Op zoek naar een methodologie om privacybehoeften mee te nemen als criterium tijdens het ontwikkelproces van nieuwe software? LINDDUN werd er speciaal voor ontwikkeld! Bekijk hier het programma van deze in het Engels gedoceerde opleiding en reserveer snel uw plaats.

Privacy is becoming a key issue in today's e-society. It is of utter most importance that privacy is integrated in the software development lifecycle as soon as possible. LINDDUN is a privacy threat analysis methodology that supports analysts in eliciting privacy requirements.

"The LINDDUN methodology broadly shares the principles of the CNIL method but it puts forwards a more systematic approach based on data flow diagrams and privacy threat tree patterns.", ENISA, Privacy and Data Protection by Design – from policy to engineering . (December 2014)

LINDDUN was developed, evaluated, and updated by researchers from the DistriNet Research Group at KU Leuven.


1. A technical approach to the legal obligations of GDPR 
Kim Wuyts (Postdoctoral researcher at IMEC-DistriNet, KU Leuven)

Whether you are ready or not, the GDPR deadline is approaching fast. But how can you translate all these legal obligations into technical requirements? This talk will provide technical insights on how to put key legal obligations in practice.


  • key GDPR obligations in a nutshell

  • technical interpretation of GDPR obligations

  • a systematic approach to tackle GDPR obligations in the creation and exploitation of digital services

  • tip and tricks from experts

Kim Wuyts is a postdoctoral researcher at the Department of Computer Science at KU Leuven (Belgium). She has more than 10 years of experience in security and privacy in software engineering. Kim is one of the main forces behind the development and extension of LINDDUN, a privacy-by-design framework that provides systematic support to elicit and mitigate privacy threats in software systems.

2.  Towards agile privacy engineering with LINDDUN
Aram Hovsepyan (Postdoctoral researcher at IMEC-DistriNet, KU Leuven)

The GDPR requires the implementation of “suitable” technical measures. What does this mean in practice? This tutorial will elaborate on how you can execute a privacy impact assessment to identify and mitigate existing privacy threats in a systematic way.


  • the importance of privacy engineering

  • a systematic approach for a technical privacy impact assessment using LINDDUN

  • mitigating privacy threats using LINDDUN

  • practical tips and tricks through case studies

Aram Hovsepyan received a Ph.D. in Engineering from KU Leuven (Belgium) on model-driven software development methodologies. He is currently a postdoc researcher at the Department of Computer Science of KU Leuven. His main research interests lie in the area of privacy by design methodologies. Aram is also running a software firm specialized in developing custom-cooked software systems.
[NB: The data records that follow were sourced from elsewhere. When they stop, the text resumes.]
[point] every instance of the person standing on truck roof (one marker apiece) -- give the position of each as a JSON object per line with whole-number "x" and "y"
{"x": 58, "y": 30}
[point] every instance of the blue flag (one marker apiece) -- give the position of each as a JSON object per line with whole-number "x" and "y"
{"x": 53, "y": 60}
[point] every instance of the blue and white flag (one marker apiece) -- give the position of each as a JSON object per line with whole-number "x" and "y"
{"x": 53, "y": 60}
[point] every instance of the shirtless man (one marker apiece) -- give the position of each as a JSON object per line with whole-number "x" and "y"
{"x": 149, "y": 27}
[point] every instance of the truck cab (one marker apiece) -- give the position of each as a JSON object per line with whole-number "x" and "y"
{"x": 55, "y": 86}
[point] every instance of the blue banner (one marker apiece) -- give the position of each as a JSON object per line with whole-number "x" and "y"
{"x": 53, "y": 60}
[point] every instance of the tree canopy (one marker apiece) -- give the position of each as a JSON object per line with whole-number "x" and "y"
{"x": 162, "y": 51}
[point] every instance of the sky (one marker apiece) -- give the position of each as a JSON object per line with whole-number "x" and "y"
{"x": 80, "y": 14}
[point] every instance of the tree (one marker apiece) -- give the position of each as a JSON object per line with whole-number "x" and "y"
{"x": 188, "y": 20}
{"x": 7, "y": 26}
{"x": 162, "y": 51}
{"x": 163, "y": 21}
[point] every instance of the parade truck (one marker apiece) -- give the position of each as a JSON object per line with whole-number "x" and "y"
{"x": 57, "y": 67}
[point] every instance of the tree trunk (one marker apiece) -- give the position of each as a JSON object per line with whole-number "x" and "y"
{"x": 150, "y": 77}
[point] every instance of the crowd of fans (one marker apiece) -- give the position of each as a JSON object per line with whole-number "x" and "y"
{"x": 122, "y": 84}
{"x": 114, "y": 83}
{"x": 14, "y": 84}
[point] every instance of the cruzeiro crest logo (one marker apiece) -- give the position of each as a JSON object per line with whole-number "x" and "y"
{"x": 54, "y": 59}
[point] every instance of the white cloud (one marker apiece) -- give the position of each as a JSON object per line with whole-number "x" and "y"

3.  Use case: Rombit, best practices & pitfalls in integrating LINDDUN
Nico Janssens (Technical Director at Rombit)

Getting to full compliance with GDPR requires various changes to an organization's structure and processes. In this talk we address how Rombit is preparing to become GDPR ready, illustrating among others how we integrate LINDDUN in our BA and DevOps processes. Additional to organizational and process changes, we also present software engineering techniques to build scalable data processing solutions that are prepared to stay in compliance with the GDPR.


  • impact of GDPR on Rombit organization's structure and processes

  • integration of LINDDUN in Rombit's BA and DevOps processes

  • design patterns to comply with technical aspects of GDPR

Nico Janssens is Technical Director at Rombit, leading the R&D activities of Rombit's Romcore solution - an in-house developed PaaS solution for building and hosting large scale, mission critical IoT solutions. Before joining Rombit, Nico was a senior researcher at Alcatel-Lucent Bell labs, working on various topics related to the cloudification of telecommunication software. He holds an M.Sc. in Informatics and a Ph.D. in Computer Science, both from the University of Leuven. Nico's main research interests are in the areas of large-scale distributed systems and virtualized IoT solutions, including topics like dynamic right-sizing (elasticity), massive scalability, real-time analytics, and security. Nico authored around 20 international publications, and 10 filed patent applications.